Les améliorations du 2e collectif budgétaire

Des avancées sénatoriales non négligeables.

Le « collectif budgétaire » qualifie les lois de finances rectificatives (LFR). Les seules à même de modifier en cours d’année, de manière significative, les dispositions de la loi de finances initiale (LFI) – plafonds des dépenses du budget de l’État et données générales de l’équilibre budgétaire.
La commission mixte paritaire, qui s’est réunie le 23 avril 2020 à l’Assemblée nationale, sous la présidence d’Éric Woerth (Les Républicains, Oise) et Vincent Éblé (Socialiste et républicain, Seine-et-Marne) a obtenu la conservation, outre des améliorations techniques et de sécurisation juridique, de nombreux apports du Sénat, tels qu’adoptés en première lecture ou en retenant un texte de compromis, en particulier :

1 pour accompagner la lutte contre l’épidémie et le déconfinement :

  • la baisse à 5,5 % du taux de TVA applicable aux tenues de protection (gants, surblouses, « charlottes »…) adaptées à la lutte contre l’épidémie et aujourd’hui soumises au taux normal à 20 %,
  • le rehaussement à 1 000 euros du plafond de déduction à l’impôt sur le revenu des sommes versées aux associations de soutien aux plus démunis, notamment les banques alimentaires, en vue de soutenir les dons des particuliers,
  • l’adaptation de la règle du service fait pour les collectivités territoriales souhaitant maintenir leur financement des festivals annulés.

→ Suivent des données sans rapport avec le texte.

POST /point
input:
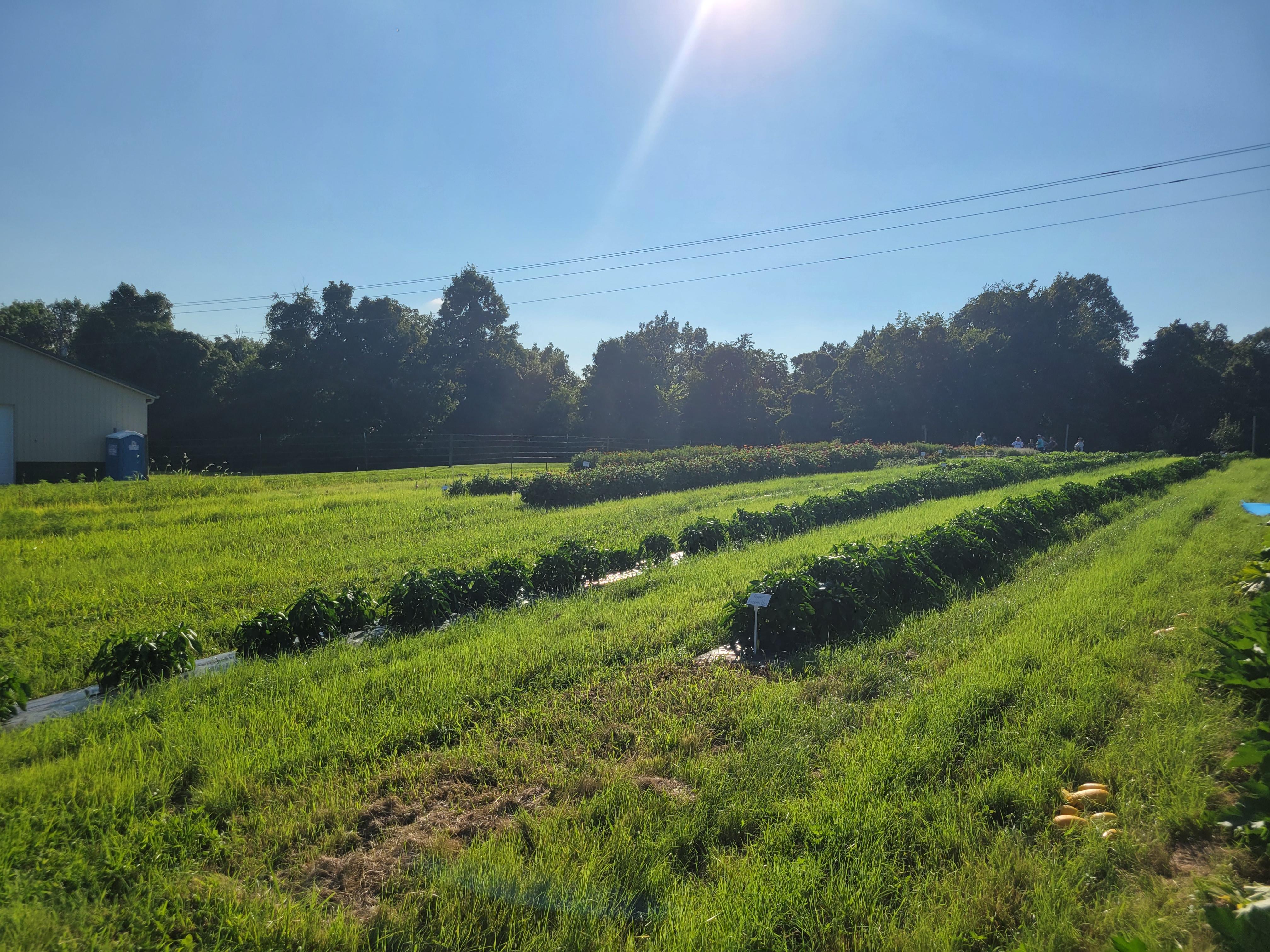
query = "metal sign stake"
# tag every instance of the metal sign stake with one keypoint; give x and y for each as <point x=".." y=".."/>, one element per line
<point x="756" y="601"/>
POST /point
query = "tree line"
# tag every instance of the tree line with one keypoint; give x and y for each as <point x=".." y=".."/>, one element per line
<point x="1016" y="361"/>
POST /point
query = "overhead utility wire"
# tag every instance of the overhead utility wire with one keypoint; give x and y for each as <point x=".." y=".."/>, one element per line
<point x="891" y="251"/>
<point x="872" y="254"/>
<point x="998" y="193"/>
<point x="820" y="238"/>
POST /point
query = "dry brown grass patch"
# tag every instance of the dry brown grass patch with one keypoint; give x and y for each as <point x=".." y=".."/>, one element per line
<point x="667" y="786"/>
<point x="392" y="835"/>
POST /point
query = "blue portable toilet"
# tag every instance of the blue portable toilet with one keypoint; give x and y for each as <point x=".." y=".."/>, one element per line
<point x="126" y="456"/>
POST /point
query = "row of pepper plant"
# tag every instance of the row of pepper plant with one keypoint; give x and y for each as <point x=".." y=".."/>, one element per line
<point x="860" y="586"/>
<point x="427" y="600"/>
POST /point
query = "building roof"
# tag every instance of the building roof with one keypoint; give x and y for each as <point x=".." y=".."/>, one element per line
<point x="78" y="367"/>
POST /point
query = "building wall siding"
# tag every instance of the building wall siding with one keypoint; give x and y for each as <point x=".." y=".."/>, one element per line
<point x="63" y="413"/>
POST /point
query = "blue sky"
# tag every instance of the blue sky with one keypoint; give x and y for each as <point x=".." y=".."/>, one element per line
<point x="237" y="149"/>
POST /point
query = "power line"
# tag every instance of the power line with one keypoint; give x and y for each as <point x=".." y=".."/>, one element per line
<point x="884" y="252"/>
<point x="822" y="223"/>
<point x="890" y="251"/>
<point x="820" y="238"/>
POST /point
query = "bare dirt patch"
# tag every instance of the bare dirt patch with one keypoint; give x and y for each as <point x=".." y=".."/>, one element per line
<point x="393" y="833"/>
<point x="1192" y="860"/>
<point x="667" y="786"/>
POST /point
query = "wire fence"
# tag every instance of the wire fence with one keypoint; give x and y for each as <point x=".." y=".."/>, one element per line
<point x="381" y="451"/>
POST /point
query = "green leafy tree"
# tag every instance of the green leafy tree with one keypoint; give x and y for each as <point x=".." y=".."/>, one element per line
<point x="1227" y="436"/>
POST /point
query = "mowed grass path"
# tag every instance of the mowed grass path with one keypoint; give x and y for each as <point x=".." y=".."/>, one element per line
<point x="897" y="792"/>
<point x="82" y="563"/>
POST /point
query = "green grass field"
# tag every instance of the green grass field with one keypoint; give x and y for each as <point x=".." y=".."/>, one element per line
<point x="87" y="562"/>
<point x="563" y="776"/>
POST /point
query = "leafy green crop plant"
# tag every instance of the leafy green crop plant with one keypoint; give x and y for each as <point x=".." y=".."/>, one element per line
<point x="657" y="547"/>
<point x="314" y="620"/>
<point x="14" y="691"/>
<point x="703" y="536"/>
<point x="840" y="594"/>
<point x="266" y="635"/>
<point x="140" y="659"/>
<point x="356" y="609"/>
<point x="1244" y="667"/>
<point x="418" y="601"/>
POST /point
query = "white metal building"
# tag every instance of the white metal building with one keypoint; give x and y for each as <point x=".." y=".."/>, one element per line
<point x="55" y="416"/>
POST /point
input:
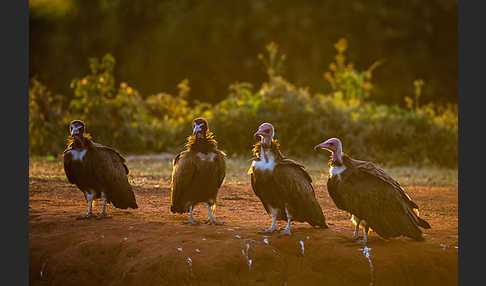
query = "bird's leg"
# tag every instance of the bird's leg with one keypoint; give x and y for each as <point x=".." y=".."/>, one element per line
<point x="89" y="197"/>
<point x="365" y="234"/>
<point x="211" y="218"/>
<point x="191" y="217"/>
<point x="103" y="212"/>
<point x="356" y="230"/>
<point x="286" y="231"/>
<point x="272" y="228"/>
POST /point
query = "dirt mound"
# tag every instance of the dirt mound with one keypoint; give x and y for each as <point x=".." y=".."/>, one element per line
<point x="151" y="246"/>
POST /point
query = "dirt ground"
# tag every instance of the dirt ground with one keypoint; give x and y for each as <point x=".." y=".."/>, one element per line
<point x="151" y="246"/>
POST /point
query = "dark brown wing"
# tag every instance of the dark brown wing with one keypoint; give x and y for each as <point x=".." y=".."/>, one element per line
<point x="183" y="170"/>
<point x="111" y="171"/>
<point x="295" y="187"/>
<point x="378" y="202"/>
<point x="373" y="170"/>
<point x="67" y="158"/>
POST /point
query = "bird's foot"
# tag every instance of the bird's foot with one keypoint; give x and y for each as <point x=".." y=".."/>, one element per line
<point x="362" y="241"/>
<point x="192" y="221"/>
<point x="86" y="216"/>
<point x="102" y="216"/>
<point x="208" y="221"/>
<point x="267" y="231"/>
<point x="285" y="232"/>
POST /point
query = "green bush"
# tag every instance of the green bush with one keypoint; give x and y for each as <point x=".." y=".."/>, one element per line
<point x="121" y="117"/>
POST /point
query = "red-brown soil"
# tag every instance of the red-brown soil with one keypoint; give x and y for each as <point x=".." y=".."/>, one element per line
<point x="140" y="247"/>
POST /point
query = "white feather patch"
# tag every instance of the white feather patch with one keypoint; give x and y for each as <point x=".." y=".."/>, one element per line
<point x="78" y="155"/>
<point x="333" y="171"/>
<point x="204" y="157"/>
<point x="266" y="162"/>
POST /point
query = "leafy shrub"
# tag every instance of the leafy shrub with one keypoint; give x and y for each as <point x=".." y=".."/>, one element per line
<point x="121" y="117"/>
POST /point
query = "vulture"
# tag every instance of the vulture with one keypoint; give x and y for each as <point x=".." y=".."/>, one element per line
<point x="197" y="173"/>
<point x="374" y="199"/>
<point x="282" y="184"/>
<point x="98" y="171"/>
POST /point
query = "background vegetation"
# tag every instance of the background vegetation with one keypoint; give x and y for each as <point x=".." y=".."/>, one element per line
<point x="159" y="43"/>
<point x="120" y="116"/>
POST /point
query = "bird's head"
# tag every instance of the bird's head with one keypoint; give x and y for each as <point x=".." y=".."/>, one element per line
<point x="265" y="133"/>
<point x="199" y="127"/>
<point x="77" y="129"/>
<point x="334" y="146"/>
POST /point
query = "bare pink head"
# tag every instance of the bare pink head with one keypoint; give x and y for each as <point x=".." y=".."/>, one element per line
<point x="266" y="132"/>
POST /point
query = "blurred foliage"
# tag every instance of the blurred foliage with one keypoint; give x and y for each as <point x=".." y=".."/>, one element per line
<point x="123" y="118"/>
<point x="158" y="43"/>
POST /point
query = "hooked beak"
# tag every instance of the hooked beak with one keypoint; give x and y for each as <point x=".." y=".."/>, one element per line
<point x="257" y="134"/>
<point x="321" y="146"/>
<point x="197" y="128"/>
<point x="75" y="133"/>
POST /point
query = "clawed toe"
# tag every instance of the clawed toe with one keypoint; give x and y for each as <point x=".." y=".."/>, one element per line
<point x="285" y="232"/>
<point x="267" y="231"/>
<point x="102" y="216"/>
<point x="192" y="222"/>
<point x="87" y="216"/>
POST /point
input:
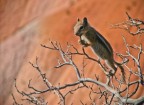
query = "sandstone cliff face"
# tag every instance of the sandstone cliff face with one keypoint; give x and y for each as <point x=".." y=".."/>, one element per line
<point x="24" y="25"/>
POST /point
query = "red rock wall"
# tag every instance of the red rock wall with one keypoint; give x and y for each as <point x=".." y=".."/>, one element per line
<point x="24" y="25"/>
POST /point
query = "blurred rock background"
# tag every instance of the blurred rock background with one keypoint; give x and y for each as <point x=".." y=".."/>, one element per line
<point x="25" y="24"/>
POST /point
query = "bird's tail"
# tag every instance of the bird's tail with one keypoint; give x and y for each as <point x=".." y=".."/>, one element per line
<point x="122" y="71"/>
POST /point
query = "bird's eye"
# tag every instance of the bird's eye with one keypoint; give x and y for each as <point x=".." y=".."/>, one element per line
<point x="81" y="27"/>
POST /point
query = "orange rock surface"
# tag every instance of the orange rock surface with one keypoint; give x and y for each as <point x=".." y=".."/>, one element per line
<point x="25" y="24"/>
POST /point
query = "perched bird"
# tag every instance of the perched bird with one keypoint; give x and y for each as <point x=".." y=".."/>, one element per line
<point x="100" y="46"/>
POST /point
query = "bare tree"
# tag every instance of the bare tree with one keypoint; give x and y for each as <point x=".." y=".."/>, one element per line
<point x="111" y="90"/>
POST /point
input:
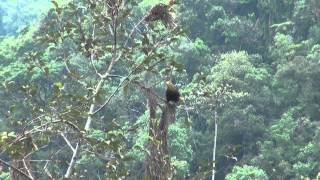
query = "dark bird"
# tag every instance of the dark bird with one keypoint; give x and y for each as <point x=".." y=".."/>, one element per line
<point x="172" y="92"/>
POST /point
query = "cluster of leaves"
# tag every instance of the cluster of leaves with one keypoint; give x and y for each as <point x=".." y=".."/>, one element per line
<point x="253" y="62"/>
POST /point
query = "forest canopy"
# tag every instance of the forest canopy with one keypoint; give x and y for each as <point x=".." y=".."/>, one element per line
<point x="160" y="89"/>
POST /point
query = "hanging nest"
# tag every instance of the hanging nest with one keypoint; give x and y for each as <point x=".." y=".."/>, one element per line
<point x="161" y="12"/>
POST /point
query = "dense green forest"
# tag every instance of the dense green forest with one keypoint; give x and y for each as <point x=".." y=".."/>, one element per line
<point x="87" y="89"/>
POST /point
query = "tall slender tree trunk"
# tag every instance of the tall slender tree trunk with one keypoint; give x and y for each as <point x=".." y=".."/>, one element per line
<point x="214" y="144"/>
<point x="157" y="161"/>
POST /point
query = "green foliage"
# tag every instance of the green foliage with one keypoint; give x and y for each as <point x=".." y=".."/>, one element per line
<point x="255" y="62"/>
<point x="246" y="172"/>
<point x="5" y="175"/>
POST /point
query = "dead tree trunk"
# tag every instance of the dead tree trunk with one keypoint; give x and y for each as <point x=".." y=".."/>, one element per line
<point x="157" y="161"/>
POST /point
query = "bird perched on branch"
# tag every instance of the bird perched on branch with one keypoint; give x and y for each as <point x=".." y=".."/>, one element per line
<point x="162" y="12"/>
<point x="172" y="92"/>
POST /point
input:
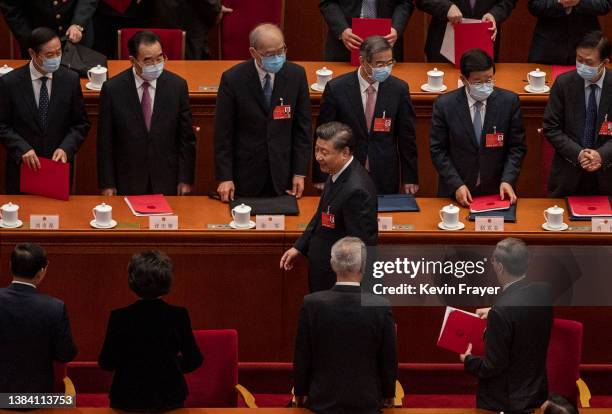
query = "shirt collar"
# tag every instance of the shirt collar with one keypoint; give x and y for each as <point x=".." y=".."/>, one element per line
<point x="336" y="175"/>
<point x="35" y="74"/>
<point x="347" y="284"/>
<point x="140" y="81"/>
<point x="598" y="83"/>
<point x="364" y="84"/>
<point x="24" y="283"/>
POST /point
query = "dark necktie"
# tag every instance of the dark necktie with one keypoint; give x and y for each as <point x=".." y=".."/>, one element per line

2 pour soutenir les salariés :

  • l’augmentation à 7 500 euros du plafond d’exonération d’impôt sur le revenu applicable aux rémunérations perçues au titre des heures supplémentaires, afin de tenir compte de celles effectuées depuis le 16 mars 2020, début du confinement, et jusqu’à la fin de l’état d’urgence sanitaire.

3 pour renforcer le plan de soutien aux entreprises :

• l’introduction, pour les très petites et petites entreprises qui n’ont pas eu accès à un prêt bancaire garanti par l’État, d’un mécanisme subsidiaire de prêts participatifs adossés au fonds de développement économique et social (FDES) que le gouvernement proposait par ailleurs d’abonder d’1 milliard d’euros supplémentaires.